Conseula Francis and Qiana Whitted on the End of Truth

I wrote a post on the Robert Morales/Kyle Baker “Truth” a little bit back, and both Conseula Francis and Qiana Whitted felt my take on the story’s ending was too positive. I thought I’d highlight their comments here.
 
Conseula Francis:

I don’t know if I buy that America is being assimilated into Bradley. White Cap, as a symbol and as an individual white guy, is being salvaged in those last images. Because Steve Rogers, in uniform, continues to be such a decent guy and is innocent of all the bad shit that happened to Isaiah, and because the threat of Isaiah ever competing to wear the uniform is removed, all can be well at the end of this book. I think the first six issues of this book are Isaiah’s and the last issue is Steve’s. This is a happy ending for Steve, for whiteness, for America–“we acknowledge the sin, so we are absolved of it” this conclusion seems to be saying. And that’s because in 616 continuity Steve matters, not Isaiah. Whiteness matters, is central. Blackness is something we can acknowledge as long as it doesn’t contaminate. Imagine where this story might go in continuity if it got connected to the jailhouse experiments that gave Luke Cage is powers, or to the European colonizing efforts that Wakanda managed to fight off, if Miles Morales got to explain how being a super-powered mutant is not, in fact, just like being black.
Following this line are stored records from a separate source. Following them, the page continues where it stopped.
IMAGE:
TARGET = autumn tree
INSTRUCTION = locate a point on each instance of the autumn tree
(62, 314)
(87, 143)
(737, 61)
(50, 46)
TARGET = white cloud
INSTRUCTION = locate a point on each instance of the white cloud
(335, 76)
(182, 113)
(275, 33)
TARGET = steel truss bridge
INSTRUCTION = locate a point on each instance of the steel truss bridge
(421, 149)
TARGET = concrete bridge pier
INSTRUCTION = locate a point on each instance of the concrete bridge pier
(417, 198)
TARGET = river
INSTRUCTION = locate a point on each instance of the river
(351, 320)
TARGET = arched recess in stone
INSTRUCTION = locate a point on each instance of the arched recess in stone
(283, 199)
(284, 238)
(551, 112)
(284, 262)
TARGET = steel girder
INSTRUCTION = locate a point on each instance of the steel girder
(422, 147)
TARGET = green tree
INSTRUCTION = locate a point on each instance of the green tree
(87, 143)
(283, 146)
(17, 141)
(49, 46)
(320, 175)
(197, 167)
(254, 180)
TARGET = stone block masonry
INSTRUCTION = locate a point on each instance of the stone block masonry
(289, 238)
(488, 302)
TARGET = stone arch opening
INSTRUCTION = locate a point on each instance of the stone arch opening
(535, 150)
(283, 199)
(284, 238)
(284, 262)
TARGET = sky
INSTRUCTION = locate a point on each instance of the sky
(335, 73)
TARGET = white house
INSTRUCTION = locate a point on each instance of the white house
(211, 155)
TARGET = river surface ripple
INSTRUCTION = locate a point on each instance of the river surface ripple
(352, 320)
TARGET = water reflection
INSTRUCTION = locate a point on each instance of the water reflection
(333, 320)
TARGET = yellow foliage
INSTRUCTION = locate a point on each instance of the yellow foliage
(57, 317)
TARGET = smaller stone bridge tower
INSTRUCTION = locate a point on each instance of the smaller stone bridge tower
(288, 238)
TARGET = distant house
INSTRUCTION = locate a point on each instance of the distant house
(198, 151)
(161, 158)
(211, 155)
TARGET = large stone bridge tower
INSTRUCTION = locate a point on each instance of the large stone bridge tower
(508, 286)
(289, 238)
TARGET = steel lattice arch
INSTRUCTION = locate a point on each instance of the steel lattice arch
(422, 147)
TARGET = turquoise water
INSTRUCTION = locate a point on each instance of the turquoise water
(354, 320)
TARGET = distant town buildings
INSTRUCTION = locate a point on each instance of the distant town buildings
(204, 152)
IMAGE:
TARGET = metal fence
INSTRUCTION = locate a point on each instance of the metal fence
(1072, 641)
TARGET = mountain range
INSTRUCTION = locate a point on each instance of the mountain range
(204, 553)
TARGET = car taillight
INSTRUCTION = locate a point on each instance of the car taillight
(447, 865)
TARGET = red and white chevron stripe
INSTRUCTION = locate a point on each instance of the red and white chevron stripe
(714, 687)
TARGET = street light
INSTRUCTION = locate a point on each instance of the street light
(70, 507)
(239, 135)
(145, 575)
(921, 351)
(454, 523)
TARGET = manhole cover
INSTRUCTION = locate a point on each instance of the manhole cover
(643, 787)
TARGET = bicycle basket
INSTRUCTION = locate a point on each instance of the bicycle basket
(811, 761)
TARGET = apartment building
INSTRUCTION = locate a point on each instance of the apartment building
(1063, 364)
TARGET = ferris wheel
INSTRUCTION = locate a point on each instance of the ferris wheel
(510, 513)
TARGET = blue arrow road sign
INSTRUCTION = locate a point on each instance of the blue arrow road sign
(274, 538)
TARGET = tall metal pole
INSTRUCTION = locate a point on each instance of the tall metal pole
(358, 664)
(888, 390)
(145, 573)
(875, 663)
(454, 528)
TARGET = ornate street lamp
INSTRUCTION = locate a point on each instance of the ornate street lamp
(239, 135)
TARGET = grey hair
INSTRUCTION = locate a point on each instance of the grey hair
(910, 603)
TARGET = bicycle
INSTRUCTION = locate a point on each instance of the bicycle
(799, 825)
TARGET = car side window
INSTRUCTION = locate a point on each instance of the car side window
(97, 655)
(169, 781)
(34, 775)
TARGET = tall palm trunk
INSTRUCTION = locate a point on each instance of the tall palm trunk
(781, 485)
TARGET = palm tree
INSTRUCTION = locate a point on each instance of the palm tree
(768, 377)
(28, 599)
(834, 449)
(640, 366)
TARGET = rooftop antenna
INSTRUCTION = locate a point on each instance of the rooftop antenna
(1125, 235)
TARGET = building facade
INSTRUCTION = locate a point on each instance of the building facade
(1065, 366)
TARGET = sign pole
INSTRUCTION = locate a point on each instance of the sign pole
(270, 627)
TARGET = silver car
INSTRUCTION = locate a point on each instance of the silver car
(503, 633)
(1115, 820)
Reading back over this, it sounds like I don’t like this book, which is not true at all. I like it a lot. The ending, though, feels like such a betrayal of the rest of the story.
 
Qiana Whitted:

Much like Conseula, I felt like the ending was a betrayal of the rest of the story. I remember reading it when it came out and turning back at the cover page of the last issue because I wasn’t even sure it was the same writer. I also thought that part of the story’s value and potential had a lot to do with the way Bradley’s experience encouraged us to re-read the silences in the early Golden Age superhero comics. The idea that people like Bradley and his fellow soldiers – whether they existed in the official continuity or not – had always been there and never acknowledged was in itself quite powerful. I think I would have even been okay with symbolic resonance of Bradley’s state of mind in the conclusion if Rogers had not appeared to “set things right.” And I mean, I can appreciate the warm fuzzies of the wall of photos, but wouldn’t it have been awesome to see Bradley pictured alongside his fictional peers? Other superheroes? (Not just Rogers?) Would that have been a even bigger risk? That’s why I see this as a missed opportunity.